Aria didn't know what to do. She felt trapped, like a puppet being controlled by everyone around her. She wanted to scream, to lash out, to be free, but she was too scared. And so she stood there, tears streaming down her face, as the wet cotton pressed gently against her jaw, a reminder of the pain she had suffered at the hands of her father.

Aria sighed heavily as she stood by the window, looking out at the twinkling lights of the city below. Her thoughts drifted to her mother, the only person who had ever truly understood and cared for her. She remembered the joy they shared as they walked hand in hand, their laughter ringing through the air.

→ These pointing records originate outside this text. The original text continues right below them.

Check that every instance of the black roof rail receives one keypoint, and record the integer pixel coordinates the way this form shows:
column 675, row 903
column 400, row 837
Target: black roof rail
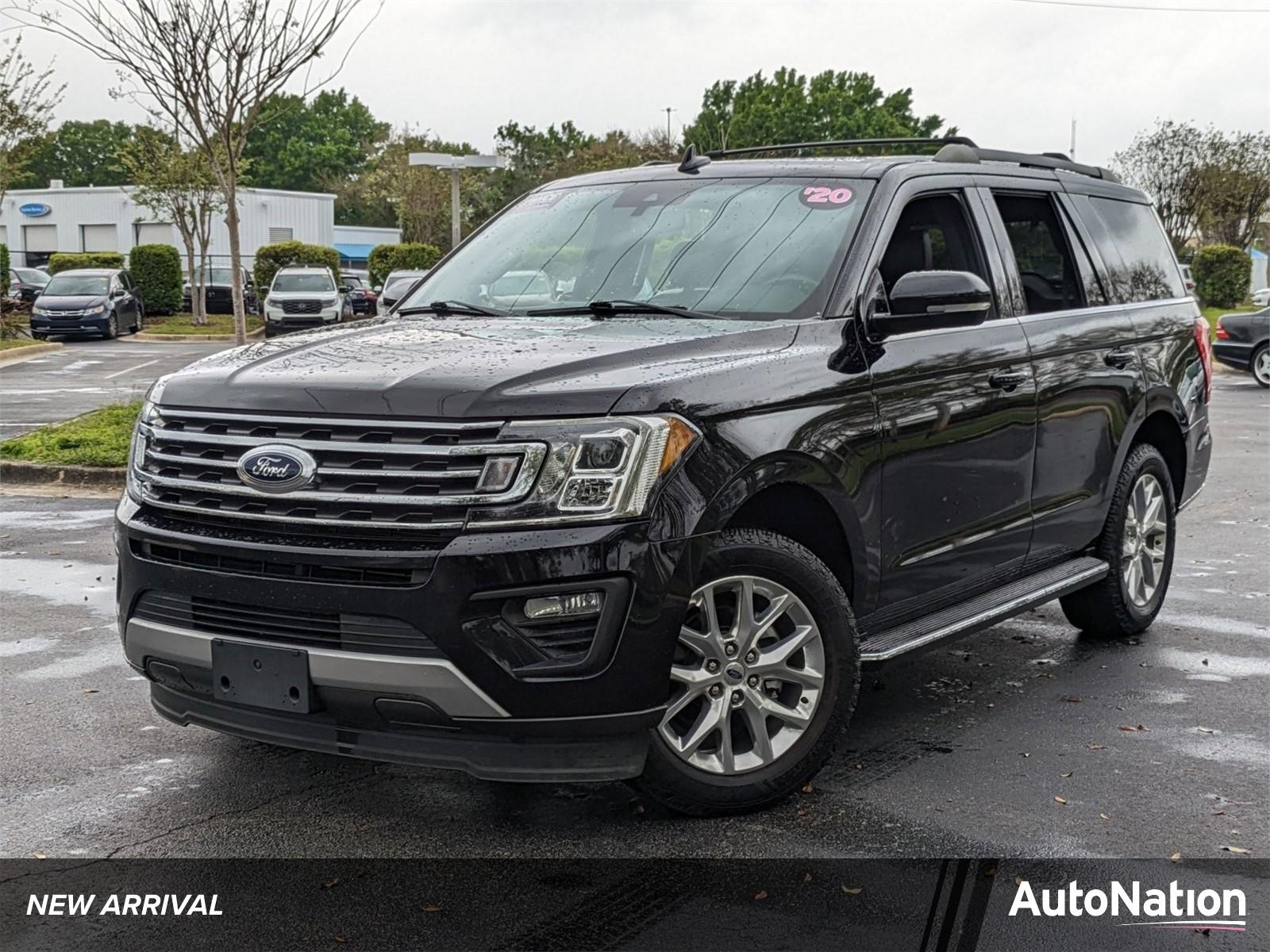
column 842, row 143
column 965, row 152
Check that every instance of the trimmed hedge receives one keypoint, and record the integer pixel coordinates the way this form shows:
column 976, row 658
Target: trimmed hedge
column 271, row 258
column 1222, row 274
column 67, row 260
column 408, row 255
column 156, row 271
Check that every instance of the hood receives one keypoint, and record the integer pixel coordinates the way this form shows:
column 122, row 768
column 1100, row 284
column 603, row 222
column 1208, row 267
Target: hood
column 70, row 302
column 465, row 367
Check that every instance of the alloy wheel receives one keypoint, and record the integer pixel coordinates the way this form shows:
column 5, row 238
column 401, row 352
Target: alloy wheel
column 747, row 677
column 1145, row 539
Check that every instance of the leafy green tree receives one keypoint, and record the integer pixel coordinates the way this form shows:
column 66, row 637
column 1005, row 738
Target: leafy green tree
column 79, row 154
column 309, row 145
column 793, row 108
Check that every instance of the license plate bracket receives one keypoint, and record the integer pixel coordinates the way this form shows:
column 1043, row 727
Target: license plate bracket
column 276, row 678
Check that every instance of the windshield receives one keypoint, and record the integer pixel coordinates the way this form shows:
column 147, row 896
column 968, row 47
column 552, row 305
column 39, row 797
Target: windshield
column 29, row 276
column 304, row 282
column 69, row 285
column 216, row 276
column 734, row 248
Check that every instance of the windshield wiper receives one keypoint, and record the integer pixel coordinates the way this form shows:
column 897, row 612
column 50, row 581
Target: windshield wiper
column 601, row 310
column 444, row 308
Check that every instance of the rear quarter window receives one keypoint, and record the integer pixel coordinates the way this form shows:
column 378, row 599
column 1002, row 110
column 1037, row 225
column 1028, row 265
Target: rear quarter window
column 1138, row 258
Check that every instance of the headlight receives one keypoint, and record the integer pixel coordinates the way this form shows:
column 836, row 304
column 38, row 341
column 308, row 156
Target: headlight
column 137, row 451
column 595, row 470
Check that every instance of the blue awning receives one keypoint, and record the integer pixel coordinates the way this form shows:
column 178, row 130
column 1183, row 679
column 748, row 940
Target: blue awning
column 355, row 253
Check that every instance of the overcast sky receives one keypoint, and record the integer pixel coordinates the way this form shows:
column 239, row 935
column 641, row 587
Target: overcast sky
column 1011, row 74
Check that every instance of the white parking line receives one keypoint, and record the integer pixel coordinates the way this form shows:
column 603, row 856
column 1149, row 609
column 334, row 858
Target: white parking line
column 120, row 374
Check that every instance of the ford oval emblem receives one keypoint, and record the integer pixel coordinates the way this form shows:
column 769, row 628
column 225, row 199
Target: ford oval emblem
column 276, row 469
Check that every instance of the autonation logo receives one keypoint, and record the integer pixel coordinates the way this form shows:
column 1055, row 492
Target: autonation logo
column 1175, row 908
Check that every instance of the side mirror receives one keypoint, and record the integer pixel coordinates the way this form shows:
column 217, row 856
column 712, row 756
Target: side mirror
column 931, row 300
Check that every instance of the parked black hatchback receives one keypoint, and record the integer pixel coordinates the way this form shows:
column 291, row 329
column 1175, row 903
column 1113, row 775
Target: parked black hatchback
column 101, row 301
column 756, row 425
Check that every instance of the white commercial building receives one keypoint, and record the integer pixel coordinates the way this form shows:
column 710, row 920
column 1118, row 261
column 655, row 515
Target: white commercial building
column 37, row 222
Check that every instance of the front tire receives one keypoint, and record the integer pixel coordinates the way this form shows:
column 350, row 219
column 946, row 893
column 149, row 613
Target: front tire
column 760, row 696
column 1137, row 541
column 1260, row 366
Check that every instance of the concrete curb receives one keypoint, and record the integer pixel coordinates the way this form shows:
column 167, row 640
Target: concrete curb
column 71, row 476
column 144, row 338
column 25, row 353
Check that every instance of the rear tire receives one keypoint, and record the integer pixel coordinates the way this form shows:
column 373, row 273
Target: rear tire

But that was all in the past, and now she was left alone in this world to face a father who treated her like a possession, a toy to be sold to the highest bidder.

Ava's words echoed in her mind, reminding her of the pain that lay ahead if she continued to defy her father. But she couldn't bear the thought of living a life where every decision was made for her and her father controlled her every move. The idea of being a mere puppet, with no agency of her own, filled her with dread.

Aria's hands shook as she remembered the bruises on her jaw, the result of her father's cruel grip. She had always obeyed him, but she was tired of living in fear, tired of pretending to be someone she was not. She longed to break free from the cage she was trapped in, reclaim her life, and make her own decisions.

It was only now, after twenty years on this earth, that Aria realized just how foolish she had been. She had sought after things that brought her no happiness, blindly following her father's every command. She was like a bird in a cage, her wings clipped, forced to live a life, not of her own choosing. She was choking on the reality of her situation, suffocating under the weight of her father's control.

Aria was determined to break free from this captivity, take back control of her life, and live the way she chose. It was time for her to spread her wings and fly.

Aria was filled with rage and bitterness towards her father, Grayson Jake Sartin. She couldn't help but wonder why he had married her mother in the first place. Was it just for the opportunity and the wealth her mother's family brought? The thought of it made her sick to her stomach.

But what truly hurt Aria the most was the fact that her father didn't even acknowledge her mother's death anniversary. He was indifferent to the loss of the woman who had given him everything. This made Aria hate him even more.